Wilsons disease is a hereditary condition resulting from the body’s inability to remove copper from the liver during the digestive process. This rare and serious disease may affect other organs and the central nervous system.
Typically, bile, a liquid produced by the liver that aids in digestion, carries away excess copper from the liver. The livers of people with Wilsons disease don’t release copper into bile, as they should. The resulting buildup of copper in the liver injures the tissue, eventually damaging the organ to the point it releases copper directly into the bloodstream. Once in the bloodstream, the copper travels throughout the body where it may damage the brain, eyes, kidney and central nervous system.
Left untreated, this liver condition leads to cirrhosis, an irreversible scarring of the liver that seriously disrupts its normal functioning.
Wilson’s Disease Symptoms
Signs and symptoms usually appear between the ages of 6 and 20, but they can appear as late as age 40. The signs and symptoms include:
- Brown, ring-shaped pigmentation (Kayser-Fleischer ring) in the transparent surface of the eye (cornea) that usually can be seen only during an eye exam
- Yellowing of the skin and eyes (jaundice)
- Vomiting blood
- Speech and language problems
- Tremors in the arms and hands
- Rigid muscles
- Enlargement of the liver and spleen
- Liver tenderness
- Fluid buildup in the abdomen (ascites)
- Liver disease (hepatitis and cirrhosis)
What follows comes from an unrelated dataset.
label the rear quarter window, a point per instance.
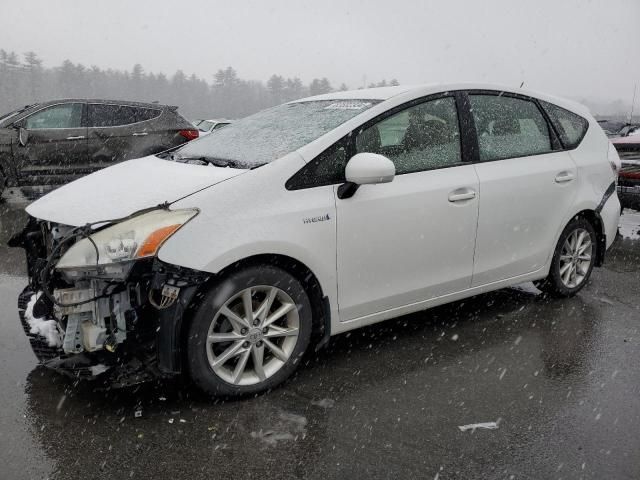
(570, 126)
(110, 115)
- Low platelet and white blood cell count in the blood
- High levels of amino acids, protein, uric acid and phosphate in the urine
- Softening of the bones
An abnormal gene inherited as a recessive trait causes Wilsons disease. For people to exhibit signs and symptoms of the disease, they must inherit two copies of the gene, one from their mother and one from their father. Children won’t develop signs and symptoms of the disease if they inherit the gene from only one parent. Instead, they become carriers of the disease, meaning they can pass on a copy of the mutated gene to their offspring. Siblings of people with diagnosed Wilson’s disease have a one-in-four chance of carrying the same gene pattern and should be tested.
Treatment usually continues for life and involves taking medications that help remove the deposited copper from tissues. These copper-removing medications include penicillamine (Cuprimine, Depen) and trientine (Syprine). Sometimes taking zinc supplements will help block copper absorption by the intestines.
Having this disease means you’ll also need to follow a low-copper diet. That means avoiding certain foods including nuts, chocolate, dried fruit, liver, shellfish and mushrooms.
With early diagnosis and proper treatment, the prognosis is generally good.